Abstract

To identify the high-risk factors associated with postpartum hemorrhage (PPH) after an elective cesarean delivery of twins. This retrospective cohort study included all women with twin gestations who chose to have an elective cesarean delivery after 28 weeks of gestation at at the Women's Hospital, School of Medicine, Zhejiang University between September 2014 and April 2019. Women with an intrauterine fetal demise of one or both twins were excluded. PPH was defined as an estimated blood loss of ≥ 1,000 mL within 24 h of birth. A total of 532 women were analyzed and classified into the PPH group (n = 70) and the no-PPH group (n = 462).
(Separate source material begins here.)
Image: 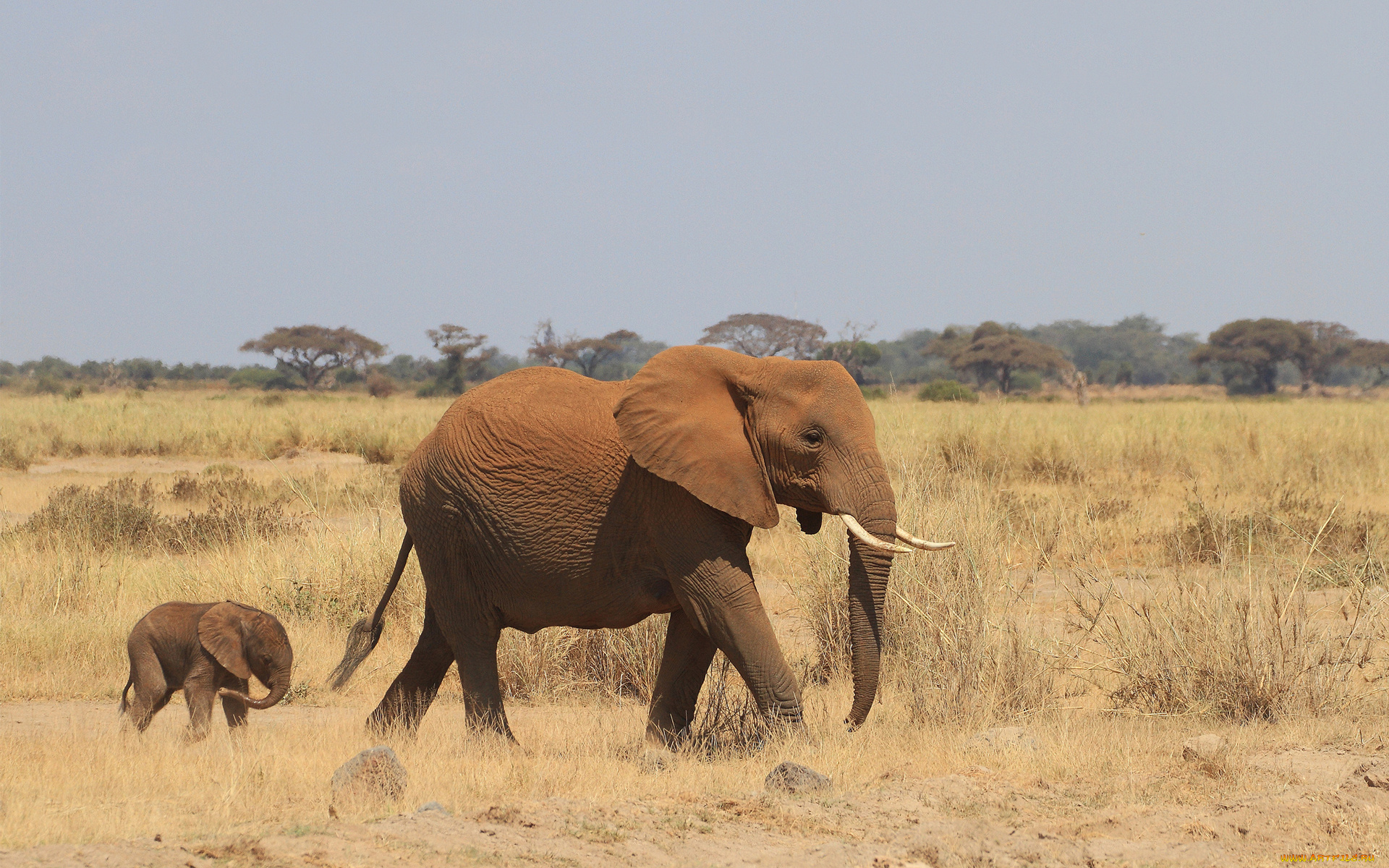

Univariate and multivariate logistic regression analyses were performed to assess the independent risk factors. Among the 532 women pregnant with twins, PPH occurred in 13.2% women (n = 70). There were statistically significant differences in preeclampsia (p = 0.005), premature rupture of membrane (PROM, p < 0.001), placenta previa (p < 0.001), anemia [hemoglobin (Hb) < 100 g/L; p = 0.003], and antenatal magnesium sulfate (MgSO₄) use (p < 0.001) between the two groups. However, the following were the independent risk factors for PPH after an elective cesarean delivery for a twin pregnancy: preeclampsia [odds ratio (OR): 2.91; 95% confidence interval (CI): 1.33-6.36], PROM (OR: 8.57; 95% CI: 2.54-28.89), placenta previa (OR: 9.46; 95% CI: 3.59-24.89), antenatal MgSO₄ use (OR: 7.64; 95% CI; 3.18-18.41), and anemia (Hb < 100 g/L; OR: 2.68; 95% CI: 1.42-5.06). Preeclampsia, PROM, placenta previa,and antenatal MgSO₄ use were the risk factors for PPH after an elective cesarean delivery for twin pregnancies. Risk factor identification and prevention should be a priority.